If you want the instance generated for Node A in the current cycle to depend on the partition data in the table generated by the instance that is generated for Node B in the previous cycle, you can configure cross-cycle scheduling dependencies for Node A. This way, the instance generated for Node A in the current cycle depends on the instance generated for Node B in the previous cycle.

Note

In partitioned table scenarios, make sure that the partitions in the table generated by a node are the partitions in the table on which the current node depends.

Confirm the lineage of the table generated by a node on which the current node depends (both the nodes are in the same workspace)

In most cases, a node periodically writes data to a specific partition in a specific table based on the scheduling parameters you configure for the node. For information about dynamic replacement of scheduling parameters, see Scheduling parameters. If Node A in a workspace depends on Node B in the same workspace, you can check the configurations of the scheduling parameters of Node A.

Confirm dependencies between ancestor and descendant table data in the development environment.
Go to the configuration tab of the ancestor node, and view the configurations of the scheduling parameters of the node and the code details of the node.
Confirm the ancestor and descendant table data output in the production environment.

Confirm the lineage of the table generated by a node on which the current node depends (the nodes are in different workspaces)

If Node A in a workspace depends on Node B in another workspace, you can confirm the partition data in the table generated by Node B every day based on the output information in DataMap. For example, you can confirm whether the data timestamp for the partition data in the table generated by Node B every day is the previous day or the current day. Confirm the lineage of the table generated by a node on which the current node depends (the nodes are in different workspaces)

Impacts of not configuring scheduling dependencies for a node based on the lineage of the table generated by the node

Scenario 1: A strong lineage of the table generated by a node exists but you do not configure scheduling dependencies for the node based on the lineage of the table. As a result, an error occurs when descendant nodes obtain data from the node.
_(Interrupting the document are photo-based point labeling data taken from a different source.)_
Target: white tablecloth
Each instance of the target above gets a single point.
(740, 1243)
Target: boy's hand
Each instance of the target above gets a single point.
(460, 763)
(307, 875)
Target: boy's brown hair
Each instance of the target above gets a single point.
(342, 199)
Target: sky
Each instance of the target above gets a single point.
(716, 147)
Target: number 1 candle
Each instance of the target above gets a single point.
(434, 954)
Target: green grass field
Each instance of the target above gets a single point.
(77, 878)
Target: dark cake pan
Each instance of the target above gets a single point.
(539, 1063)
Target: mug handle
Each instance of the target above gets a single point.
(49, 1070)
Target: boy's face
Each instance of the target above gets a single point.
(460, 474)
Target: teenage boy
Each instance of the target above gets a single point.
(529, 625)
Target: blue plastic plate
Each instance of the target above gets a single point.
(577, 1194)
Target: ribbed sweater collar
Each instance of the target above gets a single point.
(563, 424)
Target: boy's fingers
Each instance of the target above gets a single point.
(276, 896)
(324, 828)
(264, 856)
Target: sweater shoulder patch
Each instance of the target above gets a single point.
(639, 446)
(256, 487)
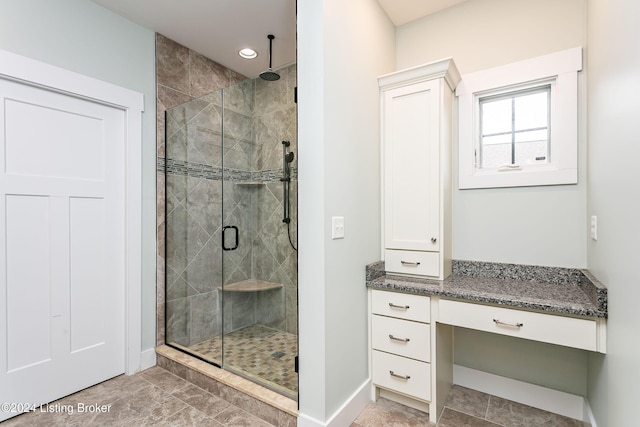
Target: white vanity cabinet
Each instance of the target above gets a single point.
(401, 343)
(403, 351)
(416, 117)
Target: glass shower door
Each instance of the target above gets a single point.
(258, 262)
(231, 215)
(193, 168)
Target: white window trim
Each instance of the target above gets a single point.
(560, 67)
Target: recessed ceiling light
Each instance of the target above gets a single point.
(248, 53)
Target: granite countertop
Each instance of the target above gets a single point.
(554, 290)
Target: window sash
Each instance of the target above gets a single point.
(511, 136)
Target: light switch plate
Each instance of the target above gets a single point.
(337, 227)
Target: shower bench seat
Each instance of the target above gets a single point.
(250, 285)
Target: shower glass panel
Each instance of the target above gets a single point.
(231, 221)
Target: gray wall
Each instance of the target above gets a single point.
(342, 48)
(81, 36)
(527, 225)
(614, 129)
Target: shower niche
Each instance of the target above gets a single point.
(231, 230)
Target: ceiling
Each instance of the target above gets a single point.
(218, 29)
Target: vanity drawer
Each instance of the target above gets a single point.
(412, 262)
(404, 306)
(403, 375)
(554, 329)
(402, 337)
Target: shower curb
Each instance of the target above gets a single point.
(253, 398)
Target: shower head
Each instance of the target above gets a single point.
(270, 75)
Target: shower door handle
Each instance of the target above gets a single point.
(224, 232)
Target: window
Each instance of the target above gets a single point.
(518, 123)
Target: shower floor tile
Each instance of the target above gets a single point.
(261, 353)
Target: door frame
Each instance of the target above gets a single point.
(35, 73)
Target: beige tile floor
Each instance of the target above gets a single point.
(463, 408)
(156, 397)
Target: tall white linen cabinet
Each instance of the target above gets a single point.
(416, 113)
(416, 117)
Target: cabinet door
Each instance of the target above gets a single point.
(411, 135)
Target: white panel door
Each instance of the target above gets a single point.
(411, 135)
(62, 236)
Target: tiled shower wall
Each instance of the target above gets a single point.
(255, 123)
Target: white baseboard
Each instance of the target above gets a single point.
(588, 415)
(558, 402)
(148, 359)
(346, 414)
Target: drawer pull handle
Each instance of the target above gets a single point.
(402, 377)
(401, 307)
(398, 339)
(513, 325)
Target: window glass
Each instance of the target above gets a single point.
(515, 128)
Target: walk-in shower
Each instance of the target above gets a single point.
(231, 262)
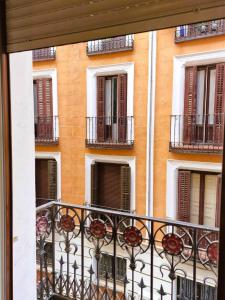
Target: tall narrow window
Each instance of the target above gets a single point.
(204, 104)
(43, 103)
(112, 108)
(46, 180)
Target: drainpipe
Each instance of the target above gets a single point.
(150, 122)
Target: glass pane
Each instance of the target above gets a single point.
(210, 200)
(212, 95)
(195, 188)
(200, 95)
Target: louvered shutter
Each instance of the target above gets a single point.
(219, 103)
(122, 108)
(218, 200)
(190, 95)
(125, 177)
(101, 109)
(184, 195)
(52, 179)
(94, 183)
(44, 108)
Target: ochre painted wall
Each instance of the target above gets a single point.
(166, 50)
(71, 63)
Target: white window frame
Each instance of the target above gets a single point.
(51, 73)
(92, 158)
(180, 62)
(109, 70)
(172, 176)
(57, 157)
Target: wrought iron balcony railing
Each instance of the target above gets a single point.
(44, 54)
(199, 30)
(46, 130)
(110, 45)
(160, 255)
(109, 132)
(197, 133)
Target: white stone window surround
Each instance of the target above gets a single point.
(52, 73)
(179, 64)
(92, 158)
(57, 157)
(108, 70)
(172, 176)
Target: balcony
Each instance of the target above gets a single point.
(200, 30)
(44, 54)
(197, 133)
(110, 132)
(46, 130)
(111, 45)
(159, 255)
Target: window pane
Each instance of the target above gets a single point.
(210, 200)
(108, 95)
(200, 95)
(212, 95)
(195, 188)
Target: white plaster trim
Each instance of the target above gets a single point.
(151, 123)
(52, 73)
(93, 72)
(171, 184)
(57, 157)
(91, 158)
(179, 64)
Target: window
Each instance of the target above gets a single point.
(185, 290)
(199, 197)
(106, 264)
(204, 104)
(110, 185)
(112, 108)
(43, 108)
(46, 180)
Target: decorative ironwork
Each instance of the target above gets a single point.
(196, 133)
(110, 45)
(199, 30)
(132, 236)
(111, 137)
(157, 252)
(172, 244)
(46, 130)
(44, 54)
(67, 223)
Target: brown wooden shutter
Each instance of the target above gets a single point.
(44, 108)
(190, 96)
(125, 177)
(122, 108)
(94, 183)
(184, 195)
(101, 109)
(218, 200)
(219, 103)
(52, 179)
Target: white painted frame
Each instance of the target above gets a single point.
(107, 70)
(57, 157)
(51, 73)
(172, 176)
(179, 64)
(92, 158)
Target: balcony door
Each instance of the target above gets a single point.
(204, 104)
(43, 108)
(112, 108)
(45, 180)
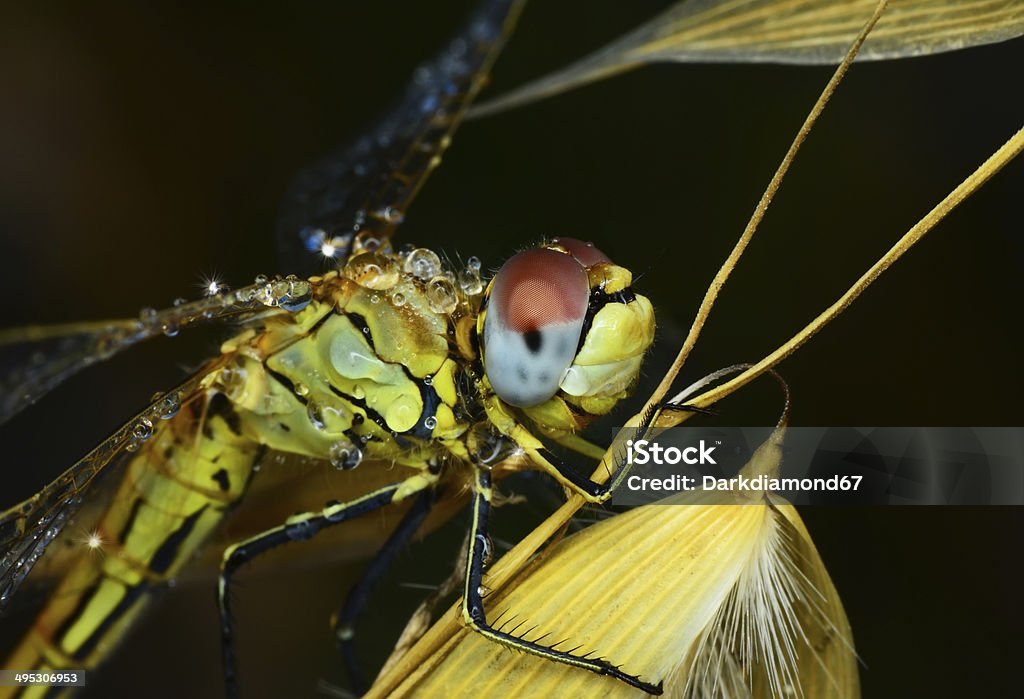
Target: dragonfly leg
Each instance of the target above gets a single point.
(358, 596)
(297, 528)
(567, 476)
(472, 600)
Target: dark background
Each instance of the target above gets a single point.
(141, 147)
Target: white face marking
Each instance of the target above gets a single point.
(536, 314)
(525, 368)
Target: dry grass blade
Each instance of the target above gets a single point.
(806, 32)
(713, 598)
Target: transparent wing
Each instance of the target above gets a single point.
(37, 358)
(28, 528)
(365, 189)
(803, 32)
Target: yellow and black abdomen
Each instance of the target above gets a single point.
(175, 491)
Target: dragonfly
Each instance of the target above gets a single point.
(382, 359)
(643, 204)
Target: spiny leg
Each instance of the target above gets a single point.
(358, 596)
(297, 528)
(472, 600)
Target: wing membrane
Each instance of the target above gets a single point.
(365, 189)
(29, 527)
(802, 32)
(38, 358)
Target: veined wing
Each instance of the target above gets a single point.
(29, 527)
(359, 194)
(801, 32)
(38, 358)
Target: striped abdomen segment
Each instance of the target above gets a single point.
(175, 491)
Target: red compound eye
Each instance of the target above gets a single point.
(536, 313)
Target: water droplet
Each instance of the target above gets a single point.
(314, 414)
(169, 406)
(390, 214)
(423, 264)
(373, 270)
(142, 430)
(469, 281)
(232, 380)
(441, 296)
(344, 454)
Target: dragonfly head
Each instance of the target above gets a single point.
(562, 323)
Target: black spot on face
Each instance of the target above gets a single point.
(221, 479)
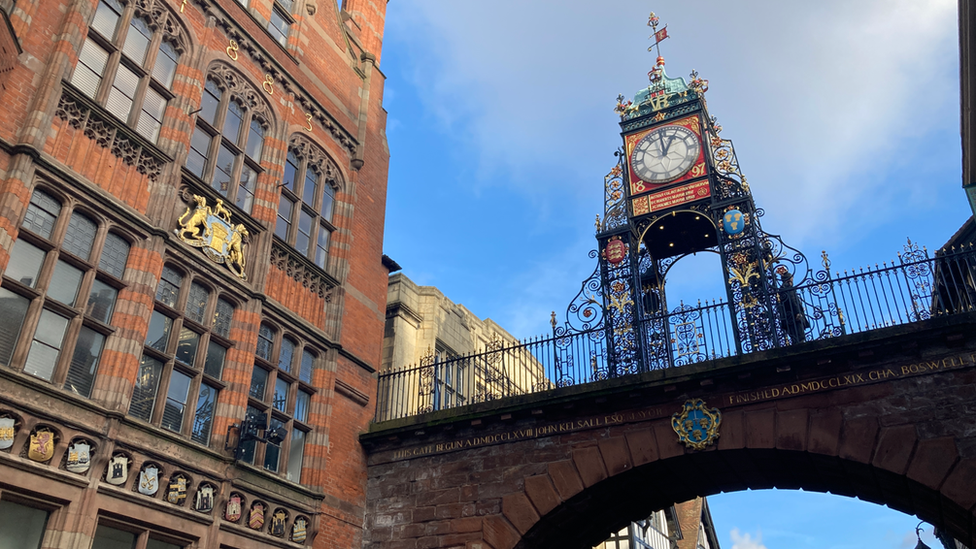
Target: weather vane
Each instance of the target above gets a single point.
(658, 36)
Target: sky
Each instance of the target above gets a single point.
(844, 116)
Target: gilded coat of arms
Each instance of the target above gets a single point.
(233, 513)
(79, 457)
(41, 448)
(176, 493)
(149, 480)
(203, 502)
(118, 470)
(696, 425)
(7, 432)
(298, 530)
(278, 523)
(256, 519)
(211, 229)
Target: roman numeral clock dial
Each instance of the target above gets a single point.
(665, 154)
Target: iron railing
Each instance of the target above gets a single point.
(914, 288)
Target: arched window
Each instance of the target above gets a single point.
(128, 62)
(226, 147)
(71, 264)
(307, 201)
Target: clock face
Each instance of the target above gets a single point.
(665, 154)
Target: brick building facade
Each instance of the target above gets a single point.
(192, 195)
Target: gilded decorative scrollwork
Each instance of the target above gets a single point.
(212, 230)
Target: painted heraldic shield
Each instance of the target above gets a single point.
(149, 481)
(256, 518)
(6, 432)
(118, 470)
(233, 513)
(79, 457)
(42, 446)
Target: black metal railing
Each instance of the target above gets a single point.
(914, 288)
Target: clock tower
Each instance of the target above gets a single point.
(677, 190)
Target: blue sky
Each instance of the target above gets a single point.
(501, 127)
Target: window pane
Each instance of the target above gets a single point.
(64, 283)
(280, 400)
(245, 192)
(179, 386)
(301, 406)
(137, 40)
(271, 451)
(46, 347)
(322, 246)
(159, 328)
(42, 212)
(196, 161)
(259, 380)
(265, 341)
(255, 141)
(80, 235)
(214, 365)
(12, 311)
(232, 122)
(90, 67)
(144, 393)
(287, 354)
(123, 90)
(25, 262)
(304, 232)
(151, 119)
(328, 199)
(106, 17)
(110, 538)
(308, 360)
(169, 286)
(296, 455)
(21, 527)
(84, 362)
(186, 349)
(115, 253)
(285, 206)
(291, 171)
(311, 180)
(225, 164)
(222, 317)
(196, 303)
(165, 68)
(101, 301)
(203, 418)
(210, 102)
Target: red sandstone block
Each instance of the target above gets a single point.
(499, 533)
(791, 430)
(519, 511)
(932, 460)
(857, 439)
(825, 428)
(616, 455)
(895, 448)
(760, 428)
(590, 465)
(542, 493)
(565, 479)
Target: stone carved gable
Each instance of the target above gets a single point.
(161, 17)
(242, 91)
(318, 160)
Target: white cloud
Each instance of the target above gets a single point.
(745, 541)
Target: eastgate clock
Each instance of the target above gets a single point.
(665, 154)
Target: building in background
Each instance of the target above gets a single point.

If Table A is specified in the SELECT statement in the code of the Job_B node but the Job_A node that generates data of Table A is not configured as an ancestor node for the Job_B node, the Job_B node may start to run before the data of Table A is generated. In this case, the Job_B node cannot be run or generate data. The scheduling time of the Job_A node is earlier than that of the Job_B node. However, if the Job_A node cannot generate data before 02:00, an error occurs when the Job_B node obtains data from the Job_A node. The Job_A node may fail to generate data at 01:00 as expected due to the following reasons:

An error occurs when an ancestor node of the Job_A node is run or an ancestor node of the Job_A node runs at a slow speed.
The Job_A node or an ancestor node of the Job_A node is waiting for resources.
An ancestor node of the Job_A node is frozen on a specific day.

Scenario 2: You configure scheduling dependencies for a node based on the lineage of the table generated by the node, but the time at which a descendant node obtains data from the table generated by an ancestor node is earlier than the generation time of the table.

If you configure same-cycle scheduling dependencies for a node, and the partitions in the table generated by another node do not match the partitions in the table on which the current node depends, data quality issues may occur when the current node obtains data from its ancestor node or an error occurs for the current node.

Note

When a MaxCompute node uses the max_pt function, make sure that the partition data in the table generated by an ancestor node of the MaxCompute node every day is valid.